RD: "You know what else the show is built on?"
Blade: "The bones of an Englishman?"

The duo remember Santa Claus Conquers The Martians and how the Earth "progrems" confuse the Mars children. (:13) RD shills his Patreon some more. Help out the site and get a new progrem at least once a month!...You know, like they used to do before. RD looks at this fine young egg site some more to check on episode recordings. They have only done four (4) this year.

RD has pity on me for some reason. Big mistake. I'm also not sure where he is getting the idea that we are 'supporting' him out. What is this mythical support that you speak of here? (:19) He asks those supporting the campaign to also support here as well for some reason.
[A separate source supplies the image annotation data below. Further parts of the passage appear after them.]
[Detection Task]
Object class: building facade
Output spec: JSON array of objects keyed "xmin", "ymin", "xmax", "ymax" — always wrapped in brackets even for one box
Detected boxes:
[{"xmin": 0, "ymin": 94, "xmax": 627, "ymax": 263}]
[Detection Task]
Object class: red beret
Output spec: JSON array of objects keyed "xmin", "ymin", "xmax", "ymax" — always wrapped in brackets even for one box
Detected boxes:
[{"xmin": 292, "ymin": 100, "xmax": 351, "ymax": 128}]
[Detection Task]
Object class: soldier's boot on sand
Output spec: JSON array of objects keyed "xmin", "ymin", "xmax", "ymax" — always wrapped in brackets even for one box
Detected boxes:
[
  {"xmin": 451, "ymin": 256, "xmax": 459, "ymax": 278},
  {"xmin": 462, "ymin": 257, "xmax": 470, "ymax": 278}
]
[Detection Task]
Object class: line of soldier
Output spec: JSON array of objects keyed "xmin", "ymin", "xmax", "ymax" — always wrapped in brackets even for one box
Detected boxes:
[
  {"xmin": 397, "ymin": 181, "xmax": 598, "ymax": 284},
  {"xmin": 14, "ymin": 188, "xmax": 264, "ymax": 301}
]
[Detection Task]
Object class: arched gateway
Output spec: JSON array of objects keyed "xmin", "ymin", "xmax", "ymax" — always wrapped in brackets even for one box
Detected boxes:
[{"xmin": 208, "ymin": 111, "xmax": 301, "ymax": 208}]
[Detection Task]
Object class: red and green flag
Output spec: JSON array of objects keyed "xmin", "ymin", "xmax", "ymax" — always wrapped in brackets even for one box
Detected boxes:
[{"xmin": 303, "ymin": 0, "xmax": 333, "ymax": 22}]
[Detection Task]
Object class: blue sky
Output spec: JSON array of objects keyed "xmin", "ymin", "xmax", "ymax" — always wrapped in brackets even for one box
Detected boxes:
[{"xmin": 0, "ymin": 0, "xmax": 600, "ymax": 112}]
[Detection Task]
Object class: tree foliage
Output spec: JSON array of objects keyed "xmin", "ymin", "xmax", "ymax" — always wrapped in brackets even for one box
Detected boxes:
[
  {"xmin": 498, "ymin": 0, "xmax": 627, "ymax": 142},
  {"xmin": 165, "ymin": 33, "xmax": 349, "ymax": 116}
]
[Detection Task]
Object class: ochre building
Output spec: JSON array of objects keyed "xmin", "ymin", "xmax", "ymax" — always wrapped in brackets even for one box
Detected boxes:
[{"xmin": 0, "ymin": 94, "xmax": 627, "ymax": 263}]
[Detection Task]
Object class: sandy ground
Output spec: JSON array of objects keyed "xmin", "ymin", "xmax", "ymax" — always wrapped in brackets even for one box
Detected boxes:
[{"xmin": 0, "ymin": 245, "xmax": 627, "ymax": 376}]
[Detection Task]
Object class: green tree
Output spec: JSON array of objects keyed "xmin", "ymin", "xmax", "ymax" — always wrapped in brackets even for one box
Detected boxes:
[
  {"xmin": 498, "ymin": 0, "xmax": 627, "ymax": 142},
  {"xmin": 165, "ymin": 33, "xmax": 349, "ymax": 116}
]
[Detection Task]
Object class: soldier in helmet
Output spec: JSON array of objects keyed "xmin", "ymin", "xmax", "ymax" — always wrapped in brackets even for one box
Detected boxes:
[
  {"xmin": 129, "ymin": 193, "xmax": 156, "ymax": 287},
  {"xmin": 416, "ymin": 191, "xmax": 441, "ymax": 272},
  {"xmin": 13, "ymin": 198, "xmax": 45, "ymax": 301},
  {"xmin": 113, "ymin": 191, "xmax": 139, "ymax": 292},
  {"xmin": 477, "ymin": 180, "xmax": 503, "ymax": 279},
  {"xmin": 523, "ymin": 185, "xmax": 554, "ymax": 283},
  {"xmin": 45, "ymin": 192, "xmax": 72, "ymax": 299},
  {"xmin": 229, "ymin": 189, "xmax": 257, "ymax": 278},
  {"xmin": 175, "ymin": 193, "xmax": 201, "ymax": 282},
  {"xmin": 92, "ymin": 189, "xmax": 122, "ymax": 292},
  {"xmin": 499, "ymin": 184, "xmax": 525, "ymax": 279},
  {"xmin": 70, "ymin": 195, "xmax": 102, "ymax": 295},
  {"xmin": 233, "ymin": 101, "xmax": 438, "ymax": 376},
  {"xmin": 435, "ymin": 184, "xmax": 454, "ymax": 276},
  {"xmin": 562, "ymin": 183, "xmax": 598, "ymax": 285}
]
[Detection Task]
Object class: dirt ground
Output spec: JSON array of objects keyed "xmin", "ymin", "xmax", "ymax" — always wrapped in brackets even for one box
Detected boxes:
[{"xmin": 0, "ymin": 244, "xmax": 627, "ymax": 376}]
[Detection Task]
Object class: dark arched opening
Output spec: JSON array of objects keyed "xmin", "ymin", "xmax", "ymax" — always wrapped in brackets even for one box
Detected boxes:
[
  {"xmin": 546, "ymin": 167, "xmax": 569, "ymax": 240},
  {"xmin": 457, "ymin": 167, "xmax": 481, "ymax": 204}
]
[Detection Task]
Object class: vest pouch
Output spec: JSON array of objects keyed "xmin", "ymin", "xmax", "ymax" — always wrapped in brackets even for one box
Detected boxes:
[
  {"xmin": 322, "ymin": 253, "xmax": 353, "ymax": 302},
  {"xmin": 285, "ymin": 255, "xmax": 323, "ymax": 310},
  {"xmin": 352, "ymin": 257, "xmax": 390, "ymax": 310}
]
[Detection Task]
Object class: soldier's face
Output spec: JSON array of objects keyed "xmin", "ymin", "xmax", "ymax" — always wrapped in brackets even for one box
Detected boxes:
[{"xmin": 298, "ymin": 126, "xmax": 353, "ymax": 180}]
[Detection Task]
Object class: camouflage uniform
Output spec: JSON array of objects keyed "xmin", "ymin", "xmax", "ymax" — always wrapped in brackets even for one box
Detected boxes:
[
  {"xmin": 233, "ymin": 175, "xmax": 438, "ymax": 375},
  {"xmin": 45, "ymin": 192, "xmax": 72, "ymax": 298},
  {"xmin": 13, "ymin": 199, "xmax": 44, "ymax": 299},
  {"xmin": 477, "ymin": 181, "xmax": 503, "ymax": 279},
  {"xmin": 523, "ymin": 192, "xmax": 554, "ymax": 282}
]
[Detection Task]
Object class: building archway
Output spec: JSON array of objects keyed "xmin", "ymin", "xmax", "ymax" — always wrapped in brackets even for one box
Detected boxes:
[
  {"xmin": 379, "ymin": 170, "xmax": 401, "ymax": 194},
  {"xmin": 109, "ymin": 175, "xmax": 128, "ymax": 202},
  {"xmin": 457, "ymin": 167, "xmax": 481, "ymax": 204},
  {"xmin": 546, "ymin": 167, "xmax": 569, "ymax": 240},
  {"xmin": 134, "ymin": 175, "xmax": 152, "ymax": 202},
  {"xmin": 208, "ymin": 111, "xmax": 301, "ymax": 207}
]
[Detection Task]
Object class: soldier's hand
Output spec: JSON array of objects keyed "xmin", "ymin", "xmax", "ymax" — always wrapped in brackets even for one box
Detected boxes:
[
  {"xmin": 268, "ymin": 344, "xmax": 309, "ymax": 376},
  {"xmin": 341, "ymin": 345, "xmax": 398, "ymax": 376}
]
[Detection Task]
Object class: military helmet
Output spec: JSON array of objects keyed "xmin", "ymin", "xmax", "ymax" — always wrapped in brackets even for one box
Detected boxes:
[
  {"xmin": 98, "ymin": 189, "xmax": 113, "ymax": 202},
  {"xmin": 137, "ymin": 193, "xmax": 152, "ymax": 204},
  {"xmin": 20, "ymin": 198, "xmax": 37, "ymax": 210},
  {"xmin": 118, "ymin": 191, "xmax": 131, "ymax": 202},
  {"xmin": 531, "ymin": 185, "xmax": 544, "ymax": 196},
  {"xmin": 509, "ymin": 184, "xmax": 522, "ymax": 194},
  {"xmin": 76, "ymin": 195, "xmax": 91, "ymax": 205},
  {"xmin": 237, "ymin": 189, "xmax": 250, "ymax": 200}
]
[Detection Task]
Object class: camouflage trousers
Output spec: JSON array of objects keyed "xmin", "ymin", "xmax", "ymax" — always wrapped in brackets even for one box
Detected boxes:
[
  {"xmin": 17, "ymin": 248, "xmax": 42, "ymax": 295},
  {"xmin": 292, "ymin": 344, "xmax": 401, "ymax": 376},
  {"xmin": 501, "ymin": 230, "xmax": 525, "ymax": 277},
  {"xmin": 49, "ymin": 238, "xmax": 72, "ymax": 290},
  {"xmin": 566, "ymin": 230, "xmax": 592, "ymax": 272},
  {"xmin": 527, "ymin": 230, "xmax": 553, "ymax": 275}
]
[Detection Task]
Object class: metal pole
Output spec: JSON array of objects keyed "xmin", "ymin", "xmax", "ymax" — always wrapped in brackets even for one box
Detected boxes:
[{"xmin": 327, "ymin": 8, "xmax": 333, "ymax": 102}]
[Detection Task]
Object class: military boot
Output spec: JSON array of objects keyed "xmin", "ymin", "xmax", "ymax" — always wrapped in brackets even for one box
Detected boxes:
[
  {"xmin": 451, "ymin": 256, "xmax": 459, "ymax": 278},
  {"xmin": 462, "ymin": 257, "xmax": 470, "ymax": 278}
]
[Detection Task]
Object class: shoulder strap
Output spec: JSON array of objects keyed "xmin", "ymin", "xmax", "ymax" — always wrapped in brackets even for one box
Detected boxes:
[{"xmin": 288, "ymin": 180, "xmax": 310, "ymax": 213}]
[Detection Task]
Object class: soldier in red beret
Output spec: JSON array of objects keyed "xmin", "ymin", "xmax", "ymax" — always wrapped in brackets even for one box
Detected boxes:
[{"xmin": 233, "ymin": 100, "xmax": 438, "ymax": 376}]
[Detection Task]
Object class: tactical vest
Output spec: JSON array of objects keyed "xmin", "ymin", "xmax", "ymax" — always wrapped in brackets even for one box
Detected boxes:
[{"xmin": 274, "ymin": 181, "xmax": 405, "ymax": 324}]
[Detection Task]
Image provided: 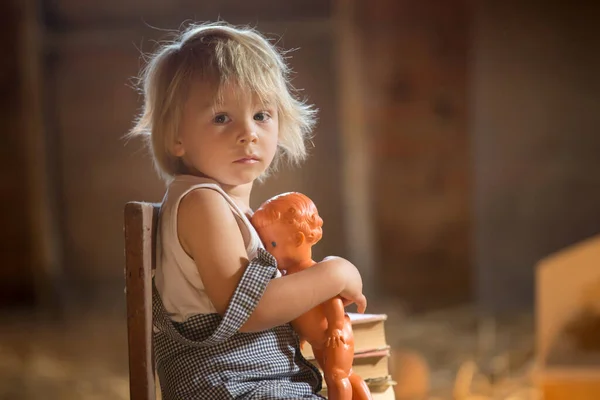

Blade wants to produce more regular content than an old X-Men comic. That's somewhat too high a mark. Why not the Fantastic Four?

RD can't chug his four ounces of eggnog much to Blade's amusement. (:21) "If I was drunk I couldn't tell you the story I'm about to tell you," he says. Blade rambles in response.

RD wears a big and long Santa hat on Black Friday. This doesn't summon Popeye for some reason. (:26) At Target three female elfish carolers looked annoyed at him and were generally upset at people cutting in line while they were buying Lifesavers.

Blade wants RD to get a Baron Von Raschke claw sculpture for his brother. (:34) RD marvels at its multi-use. Blade thinks he could use it for when he goes to the bathroom, although he prefers Lance Von Erich's steel iron claw.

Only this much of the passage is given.